SAST — Static Application Security Testing
SAST inspects source code for insecure patterns, hardcoded secrets, and vulnerable dependencies without ever executing the application. Cybrium runs SAST directly against a connected Git repository and streams findings back into your workspace.
What it discovers
- Secret detection — API keys, tokens, private keys, and cloud credentials checked into history.
- Dependency CVEs — vulnerable library versions across manifests and lockfiles.
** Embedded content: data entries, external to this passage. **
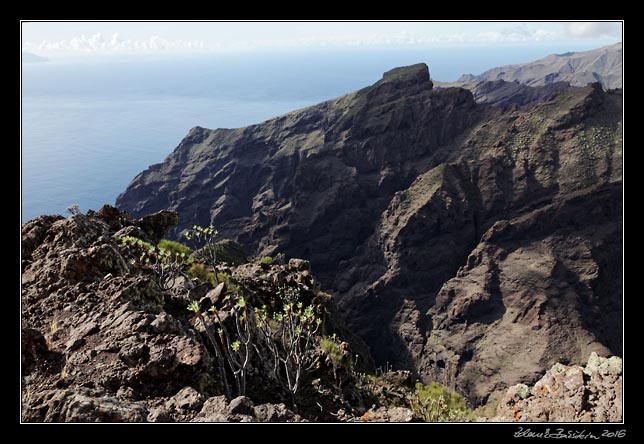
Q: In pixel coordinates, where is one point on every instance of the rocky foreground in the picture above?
(102, 342)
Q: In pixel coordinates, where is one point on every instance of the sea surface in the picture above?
(89, 125)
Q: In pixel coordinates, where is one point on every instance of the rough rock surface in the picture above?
(102, 343)
(456, 236)
(568, 394)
- Code pattern analysis — insecure sinks, injection risks, weak cryptography, and risky API usage.
When to use it
Run SAST on every pull request for diff-aware feedback, and on a schedule against the default branch to catch drift. Use it before releases to confirm no new secrets or high-severity code patterns slipped through.
Connect an SCM integration first
Connecting an SCM provider requires the Tenant Admin role.
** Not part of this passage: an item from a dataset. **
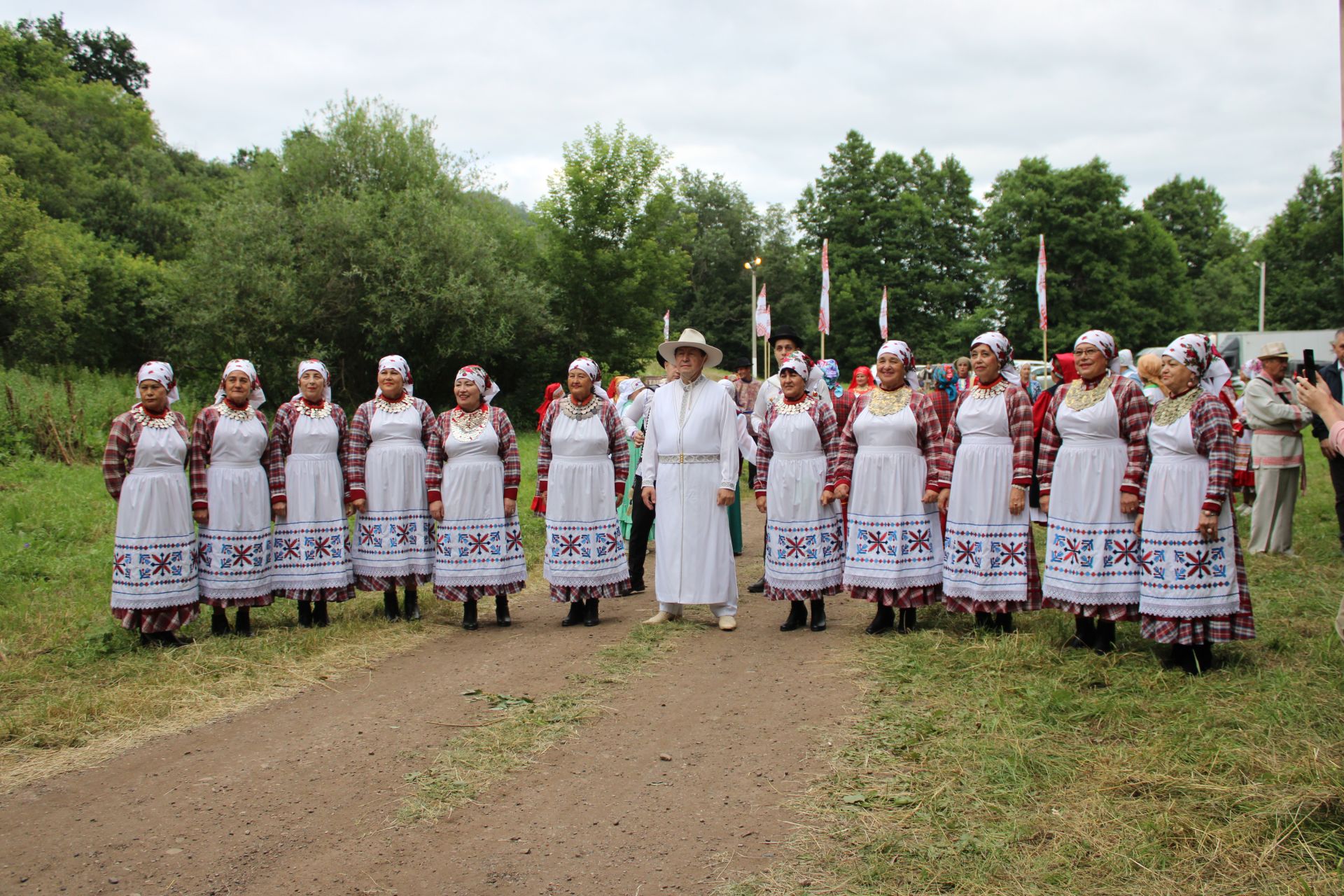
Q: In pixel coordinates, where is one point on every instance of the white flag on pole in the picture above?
(824, 315)
(762, 316)
(1041, 284)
- Go to Settings -> Integrations -> Source Control.
- Choose GitHub, GitLab, Azure Repos, or Bitbucket.
- Authenticate with a Personal Access Token, OAuth, or App Password. Pick the usage scope (Scan, Fix, or Both).
- Save. The integration now appears in the repo picker.

Launch a SAST scan
- From the chat bar, type
sastorscan repoand select a repository from the picker modal. - Choose a branch or tag. For PR scans, pick the source and target branches; Cybrium only reports findings introduced by the diff.
- Confirm and start. The phase tracker shows a dedicated SAST phase ahead of any network phases.
What findings look like
Each finding includes the file path, line range, a snippet of the offending code, the rule that matched, severity, and a suggested fix. Secret findings include a liveness check result showing whether the credential still authenticates.
Where results appear
- Findings tab, grouped by repository, file, and severity.
- Topology tab as a code-level map of vulnerable modules and their callers.
- A pull-request comment summarising new findings when the scan is attached to a PR.